Streetwise Professor

May 29, 2012

Some Play Chess. Some Play Checkers. Lord Knows What Obama is Playing.

Filed under: History,Military,Politics,Russia — The Professor @ 8:15 pm

For a perfect example of gibbering incoherence, take a look-if you can stomach it-at the Obama administration’s Middle Eastern policies.

Earlier today, I asked on Twitter whether it would be possible to replace “Libya” with “Syria” in Obama’s 2011 speech justifying intervention in the former country and not conclude that if the intervention were justified in Libya it would be in Syria.  I wondered if anyone would dare to ask Obama or Carney this, and lo and behold, someone did (h/t R).  And no, the answers didn’t make any sense.

“There’s a significant amount of analysis you could do on why Syria is different from Libya,” he noted, saying action against Colonel Moamer Kadhafi followed unity among regional governments and a UN Security Council blessing.

Obama took office in 2009 as Americans’ patience for quagmires in Iraq and Afghanistan wore thin, but as he brought troops home, sought to frame principles for the use of US force abroad.
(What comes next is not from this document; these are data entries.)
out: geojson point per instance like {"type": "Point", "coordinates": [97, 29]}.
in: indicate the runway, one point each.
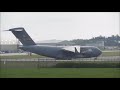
{"type": "Point", "coordinates": [107, 58]}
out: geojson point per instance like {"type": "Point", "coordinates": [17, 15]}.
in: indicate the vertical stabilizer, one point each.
{"type": "Point", "coordinates": [22, 36]}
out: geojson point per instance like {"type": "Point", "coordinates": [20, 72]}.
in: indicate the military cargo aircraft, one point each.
{"type": "Point", "coordinates": [57, 52]}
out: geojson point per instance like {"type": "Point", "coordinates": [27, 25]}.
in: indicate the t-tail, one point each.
{"type": "Point", "coordinates": [22, 36]}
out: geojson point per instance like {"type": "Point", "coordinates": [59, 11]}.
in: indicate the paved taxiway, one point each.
{"type": "Point", "coordinates": [108, 58]}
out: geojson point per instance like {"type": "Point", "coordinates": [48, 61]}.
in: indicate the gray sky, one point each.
{"type": "Point", "coordinates": [61, 25]}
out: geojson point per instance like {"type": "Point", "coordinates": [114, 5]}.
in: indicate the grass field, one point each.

Officials have balked at the idea of an Obama “doctrine” partly to avoid difficult-to-answer comparisons between the crises in Syria and Libya.

But in the case of Libya, Obama established clear tests for when “the course of history poses challenges that threaten our common humanity and common security.”

He argued Washington had a unique ability to stop horrific violence, a broad international mandate for action, an international coalition ready to act, the backing of Arab nations and a plea for help from Libyans.

There is considerable unity among Arab governments against Syria.  The violence is horrific.  Our capabilities to influence the outcome in Syria are as great or greater than our capabilities in Libya-which we hardly utilized.  There is a broad international mandate-except for Russia, China, and Iran.  And that is preventing anything from proceeding in the UN.

Obama is also operating under the delusion that Russia will assist in dealing with Iran.  As if.  Russia clearly has a strong motive in keeping things on a low-to-medium boil, in order to keep oil prices high: and besides, in Putin’s zero sum view, anything that helps the US or the west makes Russia worse off.

There is one major difference between Syria and Libya: Libya is strategically irrelevant, but Syria is strategically crucial.  It is Iran’s primary ally, and is an essential link in the support network connecting Iran and Hezbollah.  Removing Assad would seriously weaken Iran, and most importantly, Iran’s ability to project power through proxies like Hezbollah.  Eliminating Assad would be an indirect approach at Iran, and would economize on force-strategic principles with which Obama is clearly ignorant.

So Obama chose to intervene, half-heartedly, based on humanitarian motives in a strategic backwater but has refused to get involved in a strategically important country where the humanitarian considerations are equally or more pressing.

Makes perfect sense. No wonder people in the administration flee from the idea of an Obama Doctrine.

What does Obama do? He indulges his inner Jupiter, personally selecting targets for his Game of Drones (props to R for that very apt description), at whom he hurls thunderbolts-Hellfires, actually-from the sky.

Or should I say his inner LBJ?  Remember that LBJ personally approved bombing targets in Viet Nam, in what has become the quintessential example of misdirected presidential micromanagement devoid of any strategic sense.

And the same is true of the Drone War generally, and Obama’s role in it.  At most, this campaign is a war of attrition, and attritive methods are a confession of strategic bankruptcy.  Moreover, there are strong reasons to doubt that it works even as a war of attrition, which requires that you actually reduce the enemy’s forces and diminish his combat power.  It is at least arguable that in Pakistan-Afghanistan that the drone strikes have actually strengthened the enemy, by encouraging recruitment and alienating the Pakistani government.

It is frequently the case that those who are overwhelmed by the big issues, the hard choices, focus on those things they can control, regardless of their importance.  Obama can play Jupiter and feel like he’s doing something even when there is complete drift in the strategically important policies, notably Iran and Syria.

And again the complete incoherence is obvious. Obama was an early and dogged critic of Bush’s tactics in the terror war, including Gitmo, enhanced interrogation, and rendition.  So how are these things veritable war crimes, while it’s perfectly acceptable to kill by drone strike?

Obama’s flack defends the kill list:

“President Obama made clear from the start to his advisers and to the world that we were going to take whatever steps are necessary to protect the American people from harm, and particularly from a terrorist attack,” White House Press Secretary Jay Carney said.

That was the Bush-Cheney justification, no? So why is it OK for the Obama goose but not the Bush gander?

What’s more, there was at least some possibility that the Bush methods that candidate and Senator Obama excoriated produced some actionable information.  Crispy corpses in the Tribal Territories or the Yemeni wilds not so much.

I challenge you all to come up with an example of a more incoherent, strategically inverted set of foreign policies in American history.  I surely can’t.